Scientific Cloud Computing

We have recently published a paper describing our progress on Scientific Cloud Computing for materials simulations:
A high performance scientific cloud computing environment for materials simulations", K. Jorissen, F.D. Vila and J.J. Rehr, Comp. Phys. Comm. 183 (2012), p. 1911

In a previous publication we established proof-of-principle for Scientific Cloud Computing:
Scientific Computing in the Cloud", J.J. Rehr, F.D. Vila, J.P. Gardner, L. Svec and M. Prange, Comp. Sci. Eng. 12 (2010) 34-43.

  • What is the SC2IT Toolset?

    Who is the SCC Toolset for?

    The toolset is for people who are interested in launching and using virtual cloud clusters using our Scientific Cloud Computing Toolset. The virtual cloud cluster is optimized for materials simulations, although it could be used for other purposes, too. Using the SCC Toolset requires that you are working from a *NIX environment (Mac OS X, Linux, or Windows + Cygwin), that you are comfortable doing basic work from a commandline terminal, and that you have an Amazon Web Services account in good standing. You will not need to configure the virtual cluster or do any kind of system administration.
    (If you are a developer, however, you will find it easy to change just about any thing you want.)

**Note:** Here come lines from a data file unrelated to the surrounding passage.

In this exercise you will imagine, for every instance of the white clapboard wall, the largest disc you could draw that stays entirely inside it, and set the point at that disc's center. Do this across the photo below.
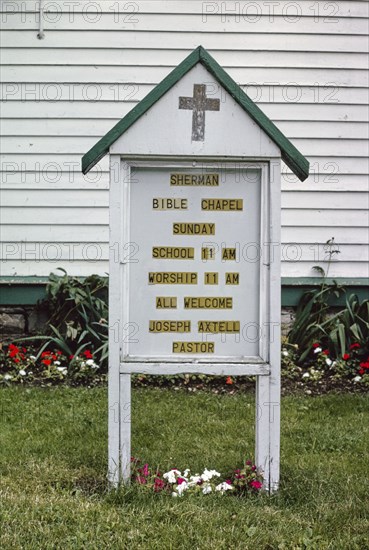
(305, 64)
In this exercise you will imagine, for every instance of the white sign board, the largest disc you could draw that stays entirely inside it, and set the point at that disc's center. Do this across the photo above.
(194, 271)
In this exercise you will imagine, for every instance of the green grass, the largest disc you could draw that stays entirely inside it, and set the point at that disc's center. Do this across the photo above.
(53, 455)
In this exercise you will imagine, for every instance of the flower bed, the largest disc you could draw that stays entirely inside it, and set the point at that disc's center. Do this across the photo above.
(242, 481)
(320, 371)
(19, 364)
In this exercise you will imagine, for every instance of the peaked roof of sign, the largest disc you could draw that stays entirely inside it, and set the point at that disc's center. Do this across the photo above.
(291, 156)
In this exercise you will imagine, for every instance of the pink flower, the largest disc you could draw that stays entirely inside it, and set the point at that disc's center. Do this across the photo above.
(141, 480)
(159, 484)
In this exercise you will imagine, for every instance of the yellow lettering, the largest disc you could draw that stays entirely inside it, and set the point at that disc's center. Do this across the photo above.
(193, 347)
(173, 253)
(228, 254)
(207, 302)
(214, 327)
(169, 326)
(227, 205)
(166, 302)
(172, 278)
(232, 278)
(195, 179)
(194, 229)
(169, 204)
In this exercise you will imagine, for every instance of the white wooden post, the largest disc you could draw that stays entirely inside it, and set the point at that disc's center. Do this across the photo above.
(275, 324)
(115, 228)
(267, 441)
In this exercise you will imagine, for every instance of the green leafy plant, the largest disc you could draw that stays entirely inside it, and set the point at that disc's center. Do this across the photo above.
(350, 326)
(78, 315)
(312, 311)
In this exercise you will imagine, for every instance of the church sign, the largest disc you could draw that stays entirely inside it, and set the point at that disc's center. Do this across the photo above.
(194, 245)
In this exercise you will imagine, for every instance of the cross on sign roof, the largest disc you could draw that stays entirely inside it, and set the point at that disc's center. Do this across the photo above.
(198, 104)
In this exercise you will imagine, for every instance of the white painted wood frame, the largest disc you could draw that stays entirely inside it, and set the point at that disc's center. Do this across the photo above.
(266, 367)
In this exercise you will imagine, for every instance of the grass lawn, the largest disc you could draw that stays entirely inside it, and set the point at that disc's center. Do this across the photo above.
(53, 455)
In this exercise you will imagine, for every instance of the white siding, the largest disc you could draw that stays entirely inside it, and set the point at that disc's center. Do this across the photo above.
(305, 63)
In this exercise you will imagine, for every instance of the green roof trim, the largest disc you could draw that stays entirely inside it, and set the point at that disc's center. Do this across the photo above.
(291, 156)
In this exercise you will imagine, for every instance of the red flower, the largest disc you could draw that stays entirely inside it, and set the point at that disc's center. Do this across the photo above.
(141, 480)
(144, 470)
(159, 484)
(13, 351)
(256, 485)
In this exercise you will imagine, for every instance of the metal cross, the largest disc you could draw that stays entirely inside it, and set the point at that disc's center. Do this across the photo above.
(198, 104)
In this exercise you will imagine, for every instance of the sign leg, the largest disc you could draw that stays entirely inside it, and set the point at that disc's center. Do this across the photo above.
(262, 428)
(267, 445)
(125, 427)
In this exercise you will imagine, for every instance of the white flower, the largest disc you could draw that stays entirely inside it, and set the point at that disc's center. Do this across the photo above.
(171, 476)
(63, 370)
(224, 487)
(181, 488)
(194, 480)
(208, 474)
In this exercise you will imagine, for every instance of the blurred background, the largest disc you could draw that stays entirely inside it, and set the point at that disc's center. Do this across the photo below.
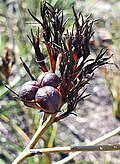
(96, 115)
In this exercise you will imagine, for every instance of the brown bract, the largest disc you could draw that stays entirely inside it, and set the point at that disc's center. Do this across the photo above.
(69, 51)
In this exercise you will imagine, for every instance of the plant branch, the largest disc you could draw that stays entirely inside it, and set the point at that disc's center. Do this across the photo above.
(95, 142)
(34, 140)
(68, 149)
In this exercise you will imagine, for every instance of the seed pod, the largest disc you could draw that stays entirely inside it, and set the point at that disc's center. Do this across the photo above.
(48, 99)
(48, 79)
(27, 93)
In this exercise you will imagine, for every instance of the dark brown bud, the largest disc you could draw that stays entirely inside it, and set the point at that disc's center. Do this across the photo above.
(48, 79)
(48, 99)
(27, 93)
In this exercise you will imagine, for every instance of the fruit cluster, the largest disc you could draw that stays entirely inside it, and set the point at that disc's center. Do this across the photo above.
(42, 93)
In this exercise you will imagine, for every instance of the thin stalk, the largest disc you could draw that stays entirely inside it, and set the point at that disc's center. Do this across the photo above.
(95, 142)
(68, 149)
(34, 140)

    Who is the SCC Toolset not for?

    If you are only interested in scientific cloud computing from a user-friendly, graphical environment that does not require commandline skills, then you should not install the stand-alone SCC Toolset. However, you may be interested in the latest version of JFEFF, the GUI for the FEFF9 code. This GUI can run FEFF9 cloud calculations from its graphical environment. We plan to develop more general-purpose GUIs for materials simulations in the future.

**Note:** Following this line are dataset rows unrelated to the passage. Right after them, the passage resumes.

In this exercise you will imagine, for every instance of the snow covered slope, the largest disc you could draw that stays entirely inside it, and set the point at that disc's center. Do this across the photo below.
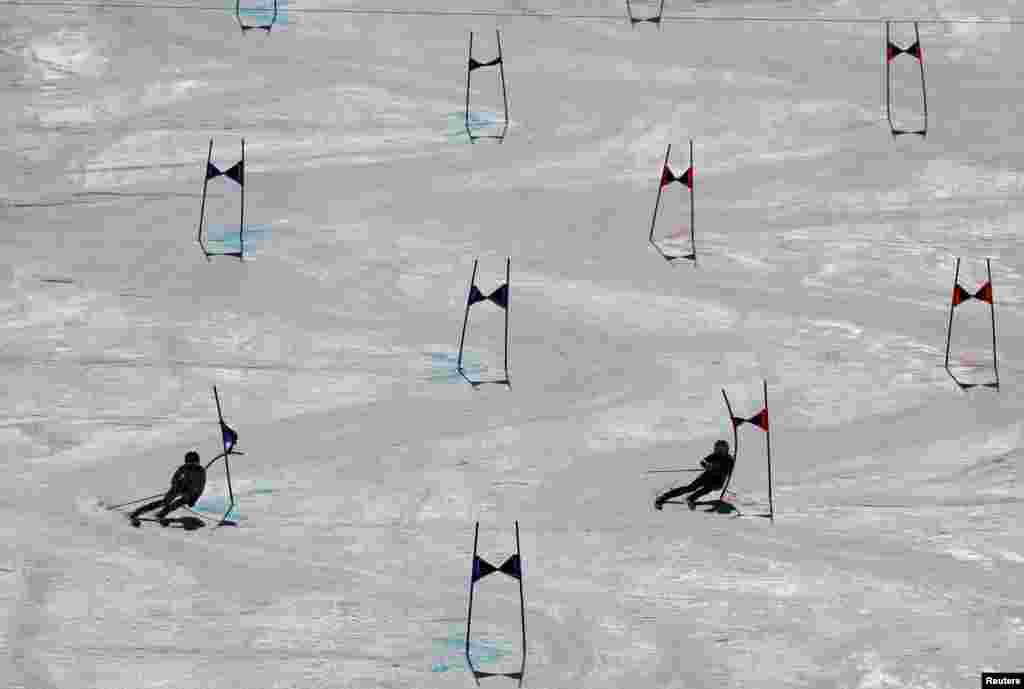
(826, 257)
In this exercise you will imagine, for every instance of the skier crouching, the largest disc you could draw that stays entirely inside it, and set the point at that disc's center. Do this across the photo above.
(186, 486)
(718, 466)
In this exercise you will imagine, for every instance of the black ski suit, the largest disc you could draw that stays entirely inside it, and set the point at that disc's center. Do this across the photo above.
(186, 486)
(717, 470)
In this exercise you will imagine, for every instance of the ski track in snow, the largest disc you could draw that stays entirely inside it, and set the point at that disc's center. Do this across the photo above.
(826, 251)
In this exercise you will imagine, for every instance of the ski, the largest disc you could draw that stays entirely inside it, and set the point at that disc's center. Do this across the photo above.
(187, 523)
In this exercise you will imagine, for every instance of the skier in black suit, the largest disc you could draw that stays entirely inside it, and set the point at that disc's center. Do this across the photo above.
(186, 486)
(718, 466)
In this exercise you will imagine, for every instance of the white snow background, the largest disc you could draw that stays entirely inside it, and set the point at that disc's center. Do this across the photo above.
(826, 251)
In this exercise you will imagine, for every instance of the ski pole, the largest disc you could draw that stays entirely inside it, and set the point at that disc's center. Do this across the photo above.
(114, 507)
(669, 471)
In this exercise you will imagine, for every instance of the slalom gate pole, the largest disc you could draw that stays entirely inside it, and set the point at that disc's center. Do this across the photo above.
(501, 68)
(202, 207)
(924, 90)
(508, 268)
(888, 59)
(469, 76)
(693, 244)
(735, 444)
(242, 219)
(952, 306)
(522, 604)
(657, 200)
(991, 307)
(227, 466)
(771, 508)
(465, 320)
(472, 584)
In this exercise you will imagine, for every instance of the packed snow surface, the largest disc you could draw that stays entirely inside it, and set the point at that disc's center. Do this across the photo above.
(825, 261)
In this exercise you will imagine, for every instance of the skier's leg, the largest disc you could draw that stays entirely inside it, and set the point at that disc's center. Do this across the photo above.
(148, 507)
(179, 501)
(700, 492)
(676, 492)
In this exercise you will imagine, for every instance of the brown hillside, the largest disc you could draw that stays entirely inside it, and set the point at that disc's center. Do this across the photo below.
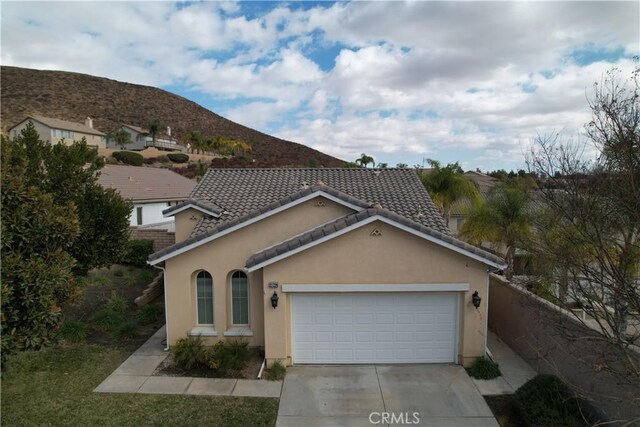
(73, 97)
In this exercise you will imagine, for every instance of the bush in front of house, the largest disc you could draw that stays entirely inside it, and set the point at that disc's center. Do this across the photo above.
(229, 356)
(137, 252)
(129, 157)
(74, 331)
(484, 369)
(178, 157)
(190, 352)
(545, 401)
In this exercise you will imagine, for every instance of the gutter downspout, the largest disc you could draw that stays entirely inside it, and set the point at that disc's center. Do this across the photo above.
(166, 311)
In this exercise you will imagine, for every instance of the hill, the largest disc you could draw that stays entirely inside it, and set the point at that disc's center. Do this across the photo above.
(74, 96)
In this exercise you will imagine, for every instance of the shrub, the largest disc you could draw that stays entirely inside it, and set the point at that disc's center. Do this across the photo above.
(129, 157)
(149, 314)
(101, 281)
(106, 319)
(74, 331)
(190, 352)
(178, 157)
(229, 356)
(546, 401)
(484, 369)
(116, 303)
(137, 252)
(124, 331)
(277, 371)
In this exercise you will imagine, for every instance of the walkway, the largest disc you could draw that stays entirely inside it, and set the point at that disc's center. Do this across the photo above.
(515, 371)
(135, 375)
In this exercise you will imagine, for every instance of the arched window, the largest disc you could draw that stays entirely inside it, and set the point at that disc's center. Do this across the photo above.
(239, 298)
(204, 298)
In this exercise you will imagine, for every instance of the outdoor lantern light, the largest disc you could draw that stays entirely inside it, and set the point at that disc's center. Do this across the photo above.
(475, 299)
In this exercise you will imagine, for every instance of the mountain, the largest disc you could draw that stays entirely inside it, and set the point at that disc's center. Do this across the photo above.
(74, 96)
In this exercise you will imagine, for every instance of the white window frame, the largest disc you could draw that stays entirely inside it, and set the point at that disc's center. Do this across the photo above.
(248, 299)
(213, 312)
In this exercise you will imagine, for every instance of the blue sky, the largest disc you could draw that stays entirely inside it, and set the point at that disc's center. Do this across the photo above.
(474, 82)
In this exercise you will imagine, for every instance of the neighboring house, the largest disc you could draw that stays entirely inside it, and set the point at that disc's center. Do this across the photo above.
(324, 266)
(56, 130)
(460, 208)
(140, 139)
(151, 190)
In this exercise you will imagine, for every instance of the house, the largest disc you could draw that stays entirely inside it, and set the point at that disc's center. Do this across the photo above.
(151, 190)
(140, 139)
(56, 130)
(324, 266)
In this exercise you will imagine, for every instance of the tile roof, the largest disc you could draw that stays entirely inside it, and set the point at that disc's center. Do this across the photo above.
(203, 204)
(224, 225)
(241, 191)
(349, 220)
(145, 183)
(65, 125)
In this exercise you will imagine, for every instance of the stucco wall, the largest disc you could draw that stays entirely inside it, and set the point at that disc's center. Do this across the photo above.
(394, 257)
(185, 223)
(229, 253)
(554, 343)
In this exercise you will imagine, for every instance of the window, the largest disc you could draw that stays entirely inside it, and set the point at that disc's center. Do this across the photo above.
(239, 299)
(59, 133)
(204, 298)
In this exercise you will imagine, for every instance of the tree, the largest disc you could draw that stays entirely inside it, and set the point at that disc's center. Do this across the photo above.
(587, 249)
(154, 128)
(505, 218)
(120, 137)
(447, 185)
(364, 160)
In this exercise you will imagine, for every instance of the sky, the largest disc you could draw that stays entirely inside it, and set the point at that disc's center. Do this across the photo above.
(474, 82)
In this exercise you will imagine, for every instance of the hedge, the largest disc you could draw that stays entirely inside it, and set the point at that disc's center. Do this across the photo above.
(137, 252)
(178, 157)
(129, 157)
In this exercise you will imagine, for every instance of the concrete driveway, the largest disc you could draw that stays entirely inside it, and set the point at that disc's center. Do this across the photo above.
(439, 395)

    What is the SCC Toolset?

    Our 2nd generation SCC toolset consists of a set of bash scripts that run on your local machine (e.g., a laptop PC or UNIX desktop), and control the virtual SCC environment. First, the toolset transforms a group of EC2 instances based on our Amazon Machine Image, into an interconnected cluster that functions as a virtual parallel computing platform. Second, the toolset is a wrapper for the EC2 API, replacing cumbersome API calls by much more user-friendly calls that store many settings in the environment and in configuration files to keep the user from having to manage them manually. They function as an intermediary layer between the user and the EC2 API. For example, a user could connect to an existing virtual machine from a command-line terminal by entering a rather complicated, session-dependent command:
    ssh -i/home/user/.ec2_clust/.ec2_clust_info.7729.r-de70cdb7/key_ pair_user.pem user@ec2-72-44-53-27.compute-1.amazonaws.com
    Alternatively, using the SCC toolset script, the same task only requires:
    ec2-clust-connect
    The toolset also simplifies the use of applications inside the cluster by providing scripts for launching and monitoring the load of different tasks.

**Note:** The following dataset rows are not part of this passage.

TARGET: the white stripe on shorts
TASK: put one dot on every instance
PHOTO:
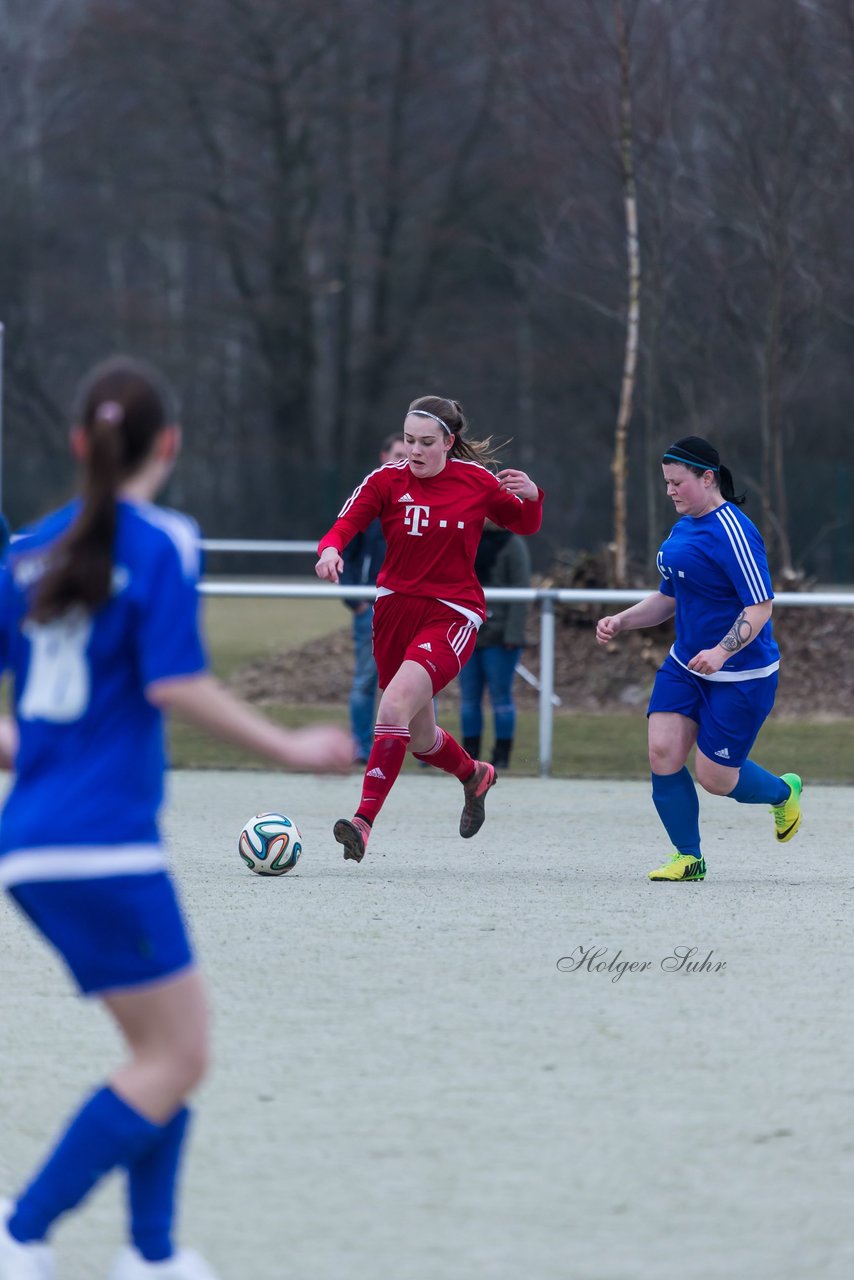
(730, 676)
(78, 862)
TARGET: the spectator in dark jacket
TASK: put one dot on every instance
(362, 561)
(502, 561)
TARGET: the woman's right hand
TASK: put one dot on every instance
(607, 629)
(329, 566)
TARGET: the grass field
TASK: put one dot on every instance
(584, 745)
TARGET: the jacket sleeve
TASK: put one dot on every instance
(516, 571)
(517, 515)
(364, 503)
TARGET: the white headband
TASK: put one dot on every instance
(423, 412)
(109, 412)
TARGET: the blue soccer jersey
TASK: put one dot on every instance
(91, 754)
(715, 566)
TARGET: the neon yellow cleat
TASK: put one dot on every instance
(786, 817)
(680, 867)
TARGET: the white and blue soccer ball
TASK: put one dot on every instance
(270, 844)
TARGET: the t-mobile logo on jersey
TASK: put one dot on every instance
(414, 517)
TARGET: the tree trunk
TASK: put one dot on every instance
(620, 464)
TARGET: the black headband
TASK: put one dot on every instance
(692, 458)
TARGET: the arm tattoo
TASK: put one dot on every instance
(739, 634)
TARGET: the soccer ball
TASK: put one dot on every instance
(270, 844)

    Which applications can I run on these virtual cloud clusters?

    This depends on the type of virtual machine you choose. If you choose our Scientific AMI (Amazon Machine Image), it will come preinstalled with several optimized materials science codes. The SCC AMI includes electronic structure codes (ABINIT, Quantum ESPRESSO, Car-Parrinello, and WIEN2k*), and excited-state codes (AI2NBSE, Exc!ting, FEFF9*, OCEAN, and RT-SIESTA), and quantum chemistry codes (NWChem). Note that some of these codes (marked with *) require the purchase of a license before you can use them.
    You can also install your own applications on the virtual cluster. In our opinion SCC is currently appropriate for CPU-intensive applications, such as most typical materials science applications. For data-intensive applications, however, data traffic to and from the cloud can become prohibitively slow and costly.

    What makes the SCC Toolset and SCC AMI appropriate for Scientific computing?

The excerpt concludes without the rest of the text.